Por ahora, la Delegación del Gobierno en Canarias guarda silencio, en estricto cumplimiento de las órdenes recibidas. Han sido unos meses durísimos para los cuerpos y fuerzas de Seguridad del Estado y efectivos militares con base en el Archipiélago, que salen del estado de alarma con el deber cumplido y la reputación reforzada por su eficacia en tareas para las quizá no estaban equipados ni preparados, pero que han cumplido de modo intachable. Es posible que, en el fragor de la lucha sobre el terreno contra la pandemia, nadie reparara en que una nave industrial con unas colchonetas no es el espacio digno para atender a unos seres humanos que huyen del infortunio. El magistrado Arcadio Díaz Tejera, autoridad judicial competente en la materia, ha recordado una obviedad como una casa, que todo esto era sabido que iba a ocurrir y que no se tomaron las medidas necesarias para abordarlo.
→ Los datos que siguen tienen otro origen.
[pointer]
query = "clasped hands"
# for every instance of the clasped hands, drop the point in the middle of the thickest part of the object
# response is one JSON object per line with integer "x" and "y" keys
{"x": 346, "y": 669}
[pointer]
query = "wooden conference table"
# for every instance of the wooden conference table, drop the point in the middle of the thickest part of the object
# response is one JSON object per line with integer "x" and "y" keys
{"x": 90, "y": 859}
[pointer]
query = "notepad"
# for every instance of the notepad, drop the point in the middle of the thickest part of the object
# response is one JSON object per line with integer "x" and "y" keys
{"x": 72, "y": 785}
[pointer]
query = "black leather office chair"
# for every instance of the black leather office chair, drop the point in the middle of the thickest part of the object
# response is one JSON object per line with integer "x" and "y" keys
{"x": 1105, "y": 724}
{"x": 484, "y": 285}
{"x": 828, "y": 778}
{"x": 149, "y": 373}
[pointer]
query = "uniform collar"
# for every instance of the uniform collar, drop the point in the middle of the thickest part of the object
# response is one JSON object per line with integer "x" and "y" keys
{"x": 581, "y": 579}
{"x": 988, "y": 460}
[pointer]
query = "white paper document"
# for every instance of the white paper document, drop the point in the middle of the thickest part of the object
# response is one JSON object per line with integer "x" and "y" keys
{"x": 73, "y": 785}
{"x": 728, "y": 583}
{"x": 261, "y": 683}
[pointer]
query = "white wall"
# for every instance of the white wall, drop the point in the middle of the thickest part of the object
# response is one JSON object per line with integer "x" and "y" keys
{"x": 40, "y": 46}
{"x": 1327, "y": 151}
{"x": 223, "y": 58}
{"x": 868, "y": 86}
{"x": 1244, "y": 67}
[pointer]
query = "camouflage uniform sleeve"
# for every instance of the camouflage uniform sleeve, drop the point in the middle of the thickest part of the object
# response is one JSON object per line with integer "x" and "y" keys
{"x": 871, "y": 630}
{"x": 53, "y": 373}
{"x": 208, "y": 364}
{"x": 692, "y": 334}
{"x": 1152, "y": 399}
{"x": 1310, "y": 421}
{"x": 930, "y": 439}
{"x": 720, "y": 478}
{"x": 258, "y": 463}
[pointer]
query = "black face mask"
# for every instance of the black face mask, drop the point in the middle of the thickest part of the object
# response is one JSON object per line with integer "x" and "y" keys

Una sentencia que nos conduce a la reflexión del principio, y que por desgracia nos define como sociedad en los tiempos más difíciles que nos haya tocado vivir: cuando sepamos cómo atender a los subsaharianos que llegan a nuestras costas ya hablamos de Plan Marshall para África, de la nueva globalización y demás frases hechas que solo contribuyen a convertir el debate cívico en un concurso de comentaristas que hablamos para no proponer ni hacer nada.